Laser and intraocular refractive surgery have proliferated worldwide. In many communities, as a procedure not covered by insurance plans, surgeons may charge sizable fees and perform the surgery exclusively in private clinics. People have flocked to have this surgery, allowing enormous numbers of patients to abandon their contact lenses and glasses. But interviews of the lay public suggest that many go for the procedure because they believe that the surgery will “fix” their bad eyes. Most of these people have normal healthy eyes, seeing 6/6 with their preoperative glasses or contact lens. Refractive surgery is considered a lifestyle surgery, not medically necessary, and is more aligned with cosmetic surgery in the expectation of a rigorous consent process that informs patients of all potential risks and benefits.
Although all illegal acts are not within the ethical and moral acceptability of the practice of medicine, some legal acts may also challenge our ethics boundaries. Creative billing also tends to raise the cost of health care to society, creating yet another conflict of interest and potential nonmaleficence.
Trainees in patient care
When trainees (e.g., medical students, ophthalmology residents, ophthalmic assistant students) are participating in the care of patients, there may be a reluctance to inform the patient for fear that the patient may reject this arrangement. In fact, research shows that patients do want to be told about the nature of such arrangements and, if properly informed and assured that appropriate supervision is in place, usually welcome this interaction and may even feel that they are making a positive contribution to the healthcare system. Some authors have argued that patients have a moral obligation to participate in the training of future professionals, particularly in a publicly funded healthcare system, such as Canada, but this does not necessarily abrogate our truth-telling duties. The ethical principles of truth telling and disclosure play a strong role in this setting. A utilitarian approach, seeking the greatest good for both the patient and society, argues that the success of these relationships, largely through the graded allocation of responsibility to trainees and the provision of appropriate supervision, is supported by the high functioning of the training system and its lack of demonstrable negative outcome effects on patient care. In fact, the highest level of care is often delivered at the academic centers where trainees are routinely part of healthcare delivery.

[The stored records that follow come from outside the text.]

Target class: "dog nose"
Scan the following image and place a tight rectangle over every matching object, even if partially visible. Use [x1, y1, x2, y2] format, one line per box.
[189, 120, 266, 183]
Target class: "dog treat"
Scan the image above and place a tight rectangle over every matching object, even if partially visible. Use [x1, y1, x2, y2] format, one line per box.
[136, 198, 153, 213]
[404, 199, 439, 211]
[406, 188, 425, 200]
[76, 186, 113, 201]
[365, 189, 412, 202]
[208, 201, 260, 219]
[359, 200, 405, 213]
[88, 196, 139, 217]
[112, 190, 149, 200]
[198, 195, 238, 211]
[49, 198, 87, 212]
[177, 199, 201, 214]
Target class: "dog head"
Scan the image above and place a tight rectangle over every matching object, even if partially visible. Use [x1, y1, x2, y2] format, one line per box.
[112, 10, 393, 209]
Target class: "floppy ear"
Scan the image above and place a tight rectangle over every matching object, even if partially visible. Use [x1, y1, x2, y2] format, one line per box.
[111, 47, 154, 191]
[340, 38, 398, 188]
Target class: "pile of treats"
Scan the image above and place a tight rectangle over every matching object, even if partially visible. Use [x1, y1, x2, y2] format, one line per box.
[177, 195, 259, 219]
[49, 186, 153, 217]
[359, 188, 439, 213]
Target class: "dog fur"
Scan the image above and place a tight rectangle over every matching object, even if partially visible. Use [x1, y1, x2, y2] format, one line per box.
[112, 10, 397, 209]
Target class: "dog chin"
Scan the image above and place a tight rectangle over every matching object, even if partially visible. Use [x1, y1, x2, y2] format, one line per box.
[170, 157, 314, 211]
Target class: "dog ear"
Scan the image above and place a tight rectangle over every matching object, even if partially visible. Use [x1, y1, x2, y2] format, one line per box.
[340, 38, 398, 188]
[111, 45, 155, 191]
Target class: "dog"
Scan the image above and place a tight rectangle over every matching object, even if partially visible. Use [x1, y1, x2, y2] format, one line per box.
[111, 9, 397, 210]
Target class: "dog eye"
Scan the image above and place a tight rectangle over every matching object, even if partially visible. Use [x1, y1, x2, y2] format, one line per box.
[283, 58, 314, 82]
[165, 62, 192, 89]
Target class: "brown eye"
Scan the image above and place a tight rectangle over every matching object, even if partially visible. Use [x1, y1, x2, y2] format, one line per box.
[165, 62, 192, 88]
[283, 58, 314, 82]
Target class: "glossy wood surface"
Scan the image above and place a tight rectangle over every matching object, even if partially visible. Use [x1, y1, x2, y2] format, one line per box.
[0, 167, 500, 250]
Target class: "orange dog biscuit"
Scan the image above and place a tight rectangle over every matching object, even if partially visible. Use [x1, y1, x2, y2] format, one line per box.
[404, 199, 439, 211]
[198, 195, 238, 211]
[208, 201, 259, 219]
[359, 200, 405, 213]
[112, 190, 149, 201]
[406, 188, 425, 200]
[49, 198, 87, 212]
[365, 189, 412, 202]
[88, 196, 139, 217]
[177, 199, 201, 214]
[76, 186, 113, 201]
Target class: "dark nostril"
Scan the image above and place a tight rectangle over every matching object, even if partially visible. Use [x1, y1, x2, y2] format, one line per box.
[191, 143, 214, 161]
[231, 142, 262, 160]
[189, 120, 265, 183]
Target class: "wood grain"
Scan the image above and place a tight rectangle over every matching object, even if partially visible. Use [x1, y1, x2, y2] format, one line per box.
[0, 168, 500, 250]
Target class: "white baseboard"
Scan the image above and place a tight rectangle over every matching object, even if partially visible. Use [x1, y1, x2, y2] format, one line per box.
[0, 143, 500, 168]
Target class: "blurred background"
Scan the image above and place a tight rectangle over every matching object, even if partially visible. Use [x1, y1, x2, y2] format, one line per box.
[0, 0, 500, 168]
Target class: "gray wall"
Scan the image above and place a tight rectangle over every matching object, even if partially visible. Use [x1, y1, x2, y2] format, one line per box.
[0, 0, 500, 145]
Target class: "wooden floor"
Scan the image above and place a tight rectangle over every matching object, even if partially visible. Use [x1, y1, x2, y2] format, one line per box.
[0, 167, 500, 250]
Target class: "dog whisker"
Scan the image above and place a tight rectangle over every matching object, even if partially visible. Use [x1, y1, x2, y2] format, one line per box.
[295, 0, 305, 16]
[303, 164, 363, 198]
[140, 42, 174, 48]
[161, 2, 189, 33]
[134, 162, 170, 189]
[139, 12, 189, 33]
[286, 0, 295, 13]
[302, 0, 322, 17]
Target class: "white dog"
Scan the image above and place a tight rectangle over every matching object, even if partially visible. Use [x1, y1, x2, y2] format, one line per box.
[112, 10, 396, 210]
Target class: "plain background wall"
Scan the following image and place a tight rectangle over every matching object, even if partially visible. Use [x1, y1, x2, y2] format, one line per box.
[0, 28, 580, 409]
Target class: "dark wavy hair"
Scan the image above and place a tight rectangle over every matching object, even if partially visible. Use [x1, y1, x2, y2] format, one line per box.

Resolution of ethical dilemmas
The ophthalmic team is confronted by a wide variety of ethical issues. This chapter has attempted to identify many of those issues and offer some pertinent points for reflection and consideration when attempting to resolve the dilemmas. Although there may not be a perfect right answer in each case, ophthalmic professionals should consider the relevant key ethical principles, institutional policies, and societal law. Multidisciplinary conversations with peers and colleagues can be particularly helpful. Difficult situations arise when an employee (e.g., ophthalmic assistant) has a different viewpoint on an ethical issue than his or her supervisor or employer. Open conversation can often resolve these conflicts. Consultation may be sought from bioethicists or other professionals who have had formal training in the field. Many written resources are available; ethical issues have found their way into hundreds of journal articles on virtually every topic. The University of Toronto Joint Centre for Bioethics website ( www.jointcentreforbioethics.ca ) is a useful resource that can link readers to a wide variety of information on bioethics and case management.